Example 1 — Semantic search over Jordan Peterson lectures

Imagine several Jordan Peterson lecture transcripts in your graph. A note on Personality 13 discusses how the Big Five trait openness predicts political liberalism — but it never uses the phrase "how personality shapes politics."

Keyword search misses it:

roam_search(query="how personality shapes politics")
→ No nodes found matching "how personality shapes politics".

Semantic search finds it by meaning. First index the relevant notes (once):

roam_index(title="Personality 13: Personality and Politics")
→ indexed 6/6 units (type: structural segmentation)

Then query:

roam_semantic_search(query="how personality shapes politics", k=5)
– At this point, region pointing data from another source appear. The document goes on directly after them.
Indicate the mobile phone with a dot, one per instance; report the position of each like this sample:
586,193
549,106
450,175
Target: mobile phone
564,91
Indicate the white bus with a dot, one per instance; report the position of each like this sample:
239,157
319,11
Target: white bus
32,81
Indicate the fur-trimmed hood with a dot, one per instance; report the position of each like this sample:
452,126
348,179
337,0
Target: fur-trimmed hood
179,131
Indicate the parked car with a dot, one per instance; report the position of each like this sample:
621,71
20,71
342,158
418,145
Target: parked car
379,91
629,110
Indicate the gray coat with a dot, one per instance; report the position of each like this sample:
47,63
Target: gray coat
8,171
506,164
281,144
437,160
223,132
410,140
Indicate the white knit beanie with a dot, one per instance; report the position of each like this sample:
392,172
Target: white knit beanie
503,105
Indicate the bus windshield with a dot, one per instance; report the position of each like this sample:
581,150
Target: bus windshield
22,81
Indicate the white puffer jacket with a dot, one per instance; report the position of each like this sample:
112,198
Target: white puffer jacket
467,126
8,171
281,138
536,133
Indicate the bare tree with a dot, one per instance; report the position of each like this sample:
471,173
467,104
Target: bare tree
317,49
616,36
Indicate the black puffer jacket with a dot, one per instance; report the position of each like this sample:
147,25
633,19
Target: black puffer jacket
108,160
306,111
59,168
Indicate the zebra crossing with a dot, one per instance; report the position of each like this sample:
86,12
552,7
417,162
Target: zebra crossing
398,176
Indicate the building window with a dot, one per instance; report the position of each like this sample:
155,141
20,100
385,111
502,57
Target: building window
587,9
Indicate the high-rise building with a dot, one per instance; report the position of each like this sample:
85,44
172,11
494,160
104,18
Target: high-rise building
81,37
Semantic search: "how personality shapes politics" — 3 notes matched

## Personality 13: Personality and Politics (rerank: 0.97)
> [Key Concepts] People high in openness tend toward liberalism and
> creativity; high conscientiousness correlates with conservatism and
> orderliness. These trait distributions predict political orientation...
ID: 9f3a...
File: 20240312101500-personality_13.org
---
## Big Five and Ideology (rerank: 0.91)
> [Summary] Political belief is substantially heritable and maps onto
> personality dimensions...
---

The reranker surfaced the exact passage an agent needs — without an exact-word match. The agent can now call roam_context to pull the surrounding notes and synthesize an answer.

Example 2 — YouTube transcript → searchable note

Turn a fresh lecture into searchable knowledge in three steps.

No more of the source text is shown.